- Create a github account
- Send me an email with your github username so I can add you to our organisation discslab-dl-bench.
- Generate a new SSH keypair by following the ‘Generating a new SSH key’ instructions. Don’t do the ‘Adding your SSH key to the ssh-agent’ part. https://docs.github.com/en/authentication/connecting-to-github-with-ssh/generating-a-new-ssh-key-and-adding-it-to-the-ssh-agent
- Add your SSH public key to your github account by following these steps: https://docs.github.com/en/authentication/connecting-to-github-with-ssh/adding-a-new-ssh-key-to-your-github-account
- Run
git config --global user.name "<your-github-username>"
andgit config --global user.email "<your-github-email>"
Note: you should do the same on the other DISCS server, it might be useful to work on other stuff needing CPU power but not the GPUs like visualizing traces.
These steps will associate your user on the server to your github account, and grant you permissions to the organisation’s repositories.
You will have the right to create branches and push those to the repository. However, the main branch is protected and you will have to open a pull-request to merge your code to it.
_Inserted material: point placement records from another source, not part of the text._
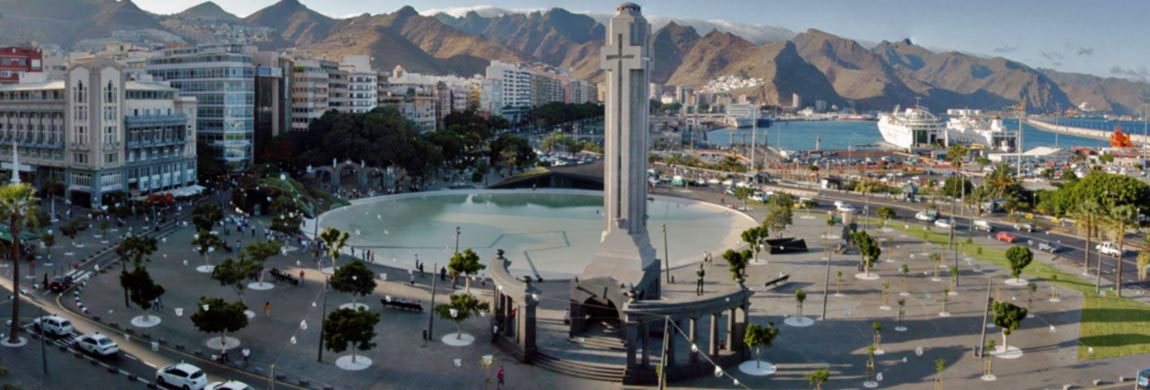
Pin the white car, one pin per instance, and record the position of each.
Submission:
(228, 385)
(944, 223)
(97, 344)
(181, 375)
(53, 325)
(1109, 249)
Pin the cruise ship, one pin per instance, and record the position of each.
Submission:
(912, 128)
(971, 128)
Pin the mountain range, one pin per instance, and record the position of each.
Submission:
(813, 63)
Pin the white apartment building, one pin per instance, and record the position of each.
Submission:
(99, 132)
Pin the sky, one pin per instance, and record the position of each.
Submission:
(1103, 38)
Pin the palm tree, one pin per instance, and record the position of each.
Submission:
(1087, 218)
(17, 203)
(1119, 219)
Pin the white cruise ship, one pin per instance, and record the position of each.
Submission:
(914, 127)
(970, 127)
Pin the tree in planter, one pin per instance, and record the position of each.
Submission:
(905, 270)
(355, 278)
(464, 306)
(465, 264)
(868, 250)
(886, 214)
(818, 377)
(736, 261)
(234, 272)
(214, 315)
(334, 241)
(142, 290)
(757, 337)
(937, 260)
(206, 215)
(1019, 258)
(260, 253)
(799, 297)
(205, 242)
(350, 328)
(1009, 318)
(753, 238)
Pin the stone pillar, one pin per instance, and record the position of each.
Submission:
(695, 339)
(713, 349)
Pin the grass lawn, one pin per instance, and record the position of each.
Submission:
(1116, 327)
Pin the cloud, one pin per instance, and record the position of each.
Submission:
(1129, 73)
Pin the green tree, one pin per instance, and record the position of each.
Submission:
(206, 215)
(462, 306)
(757, 337)
(1007, 318)
(142, 290)
(354, 278)
(753, 237)
(1019, 257)
(205, 242)
(334, 241)
(350, 328)
(214, 315)
(818, 377)
(1119, 219)
(465, 264)
(17, 205)
(736, 261)
(868, 250)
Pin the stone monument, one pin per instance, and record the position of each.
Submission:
(625, 267)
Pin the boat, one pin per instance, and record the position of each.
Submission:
(912, 128)
(968, 127)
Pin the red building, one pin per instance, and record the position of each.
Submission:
(16, 60)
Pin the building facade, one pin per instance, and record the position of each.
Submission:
(221, 78)
(99, 132)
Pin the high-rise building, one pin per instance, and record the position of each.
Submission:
(16, 60)
(99, 132)
(221, 77)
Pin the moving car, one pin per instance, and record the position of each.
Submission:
(181, 375)
(1109, 249)
(1050, 246)
(927, 215)
(228, 385)
(97, 344)
(60, 283)
(53, 325)
(945, 223)
(983, 226)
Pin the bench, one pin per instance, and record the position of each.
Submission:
(403, 305)
(283, 276)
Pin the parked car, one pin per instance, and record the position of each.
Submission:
(1050, 246)
(1027, 227)
(228, 385)
(181, 375)
(927, 215)
(983, 226)
(60, 283)
(1109, 249)
(945, 223)
(53, 325)
(97, 344)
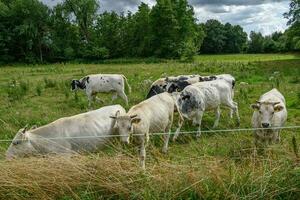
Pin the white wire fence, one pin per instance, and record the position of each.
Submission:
(158, 133)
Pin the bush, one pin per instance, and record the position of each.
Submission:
(49, 83)
(17, 90)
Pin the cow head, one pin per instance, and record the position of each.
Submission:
(266, 111)
(124, 125)
(20, 146)
(156, 89)
(177, 86)
(75, 84)
(187, 104)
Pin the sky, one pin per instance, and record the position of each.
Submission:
(265, 16)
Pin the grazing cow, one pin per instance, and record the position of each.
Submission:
(58, 136)
(195, 99)
(177, 84)
(160, 85)
(269, 112)
(102, 83)
(152, 115)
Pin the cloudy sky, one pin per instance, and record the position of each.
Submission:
(265, 16)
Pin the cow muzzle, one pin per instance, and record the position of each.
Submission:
(265, 125)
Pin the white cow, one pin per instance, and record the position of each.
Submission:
(195, 99)
(269, 112)
(152, 115)
(102, 83)
(58, 136)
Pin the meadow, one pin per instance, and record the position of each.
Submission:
(216, 166)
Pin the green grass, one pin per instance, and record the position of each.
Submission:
(217, 166)
(247, 57)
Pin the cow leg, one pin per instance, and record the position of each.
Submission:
(123, 96)
(166, 142)
(217, 113)
(276, 137)
(231, 113)
(167, 136)
(142, 151)
(114, 97)
(199, 119)
(231, 110)
(234, 106)
(180, 123)
(90, 98)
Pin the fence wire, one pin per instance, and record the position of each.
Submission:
(159, 133)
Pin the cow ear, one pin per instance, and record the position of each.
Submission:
(33, 127)
(116, 115)
(278, 108)
(25, 129)
(186, 97)
(135, 120)
(255, 106)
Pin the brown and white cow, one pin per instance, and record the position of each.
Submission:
(269, 112)
(102, 83)
(150, 116)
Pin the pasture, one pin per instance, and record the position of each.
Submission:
(217, 166)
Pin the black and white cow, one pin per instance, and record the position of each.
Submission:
(102, 83)
(177, 84)
(196, 99)
(160, 85)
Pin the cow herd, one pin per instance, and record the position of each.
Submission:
(189, 95)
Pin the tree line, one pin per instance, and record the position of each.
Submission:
(74, 29)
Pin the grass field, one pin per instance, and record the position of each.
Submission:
(215, 167)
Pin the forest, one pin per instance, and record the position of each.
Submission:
(32, 32)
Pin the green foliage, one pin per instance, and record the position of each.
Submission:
(38, 90)
(49, 83)
(75, 29)
(218, 166)
(256, 43)
(17, 90)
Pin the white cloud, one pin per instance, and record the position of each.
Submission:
(265, 16)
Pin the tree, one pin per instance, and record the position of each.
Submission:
(25, 29)
(108, 33)
(235, 39)
(64, 34)
(215, 37)
(164, 29)
(141, 42)
(256, 43)
(294, 13)
(293, 33)
(85, 12)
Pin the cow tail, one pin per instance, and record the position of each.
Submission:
(127, 86)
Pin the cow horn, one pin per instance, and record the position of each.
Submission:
(133, 116)
(25, 128)
(275, 103)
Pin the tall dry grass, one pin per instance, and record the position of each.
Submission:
(240, 174)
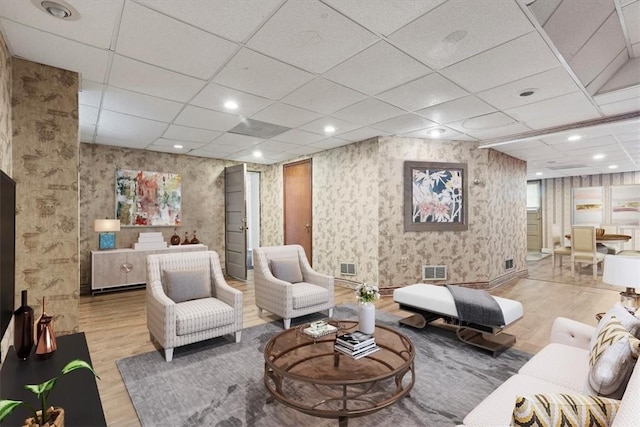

The easiest way for us to work on the code together will be for each of us to have our own clones of the repos. Let us each create a directory in /dl-bench for this purpose, where we won’t be limited by the mcgill home directory maximum size (2-3GB).
- Go to
/dl-bench
and create a directory with your username
In this directory, you can clone the repositories, including the various workloads you may want to run, the traces and dlio. Get them from our organisation repository https://github.com/discslab-dl-bench
The data for most the workloads is very large however and so we will share copies of them. You can find on sdb1
mounted on /raid
. The data for the various workloads is in /raid/data
.
Since we only have one server with GPUs and tracing is sensitive to all activity on the server, we will use a calendar to schedule work.
Before running any trace or intensive job, please check the calendar to see if anyone has reserved the server for their work.
A good command to see what is going on is htop
. For a better view than the default, I like to go in Setup (F2) and in Display options, check 'Tree view', 'Hide kernel threads', 'Hide userland process threads', 'Display threads in a differnet color', 'Show program path' and 'Highlight large numbers in memory counters'.
That way you will see in the CPU and memory meters at the top if intensive jobs are running. And you can scroll down the list to see what is going on exactly.
To check the current machine GPU usage you can use nvidia-smi
. I like the nvidia-smi pmon -d <delay>
command to show a rolling update every <delay>
seconds, which I use for the traces.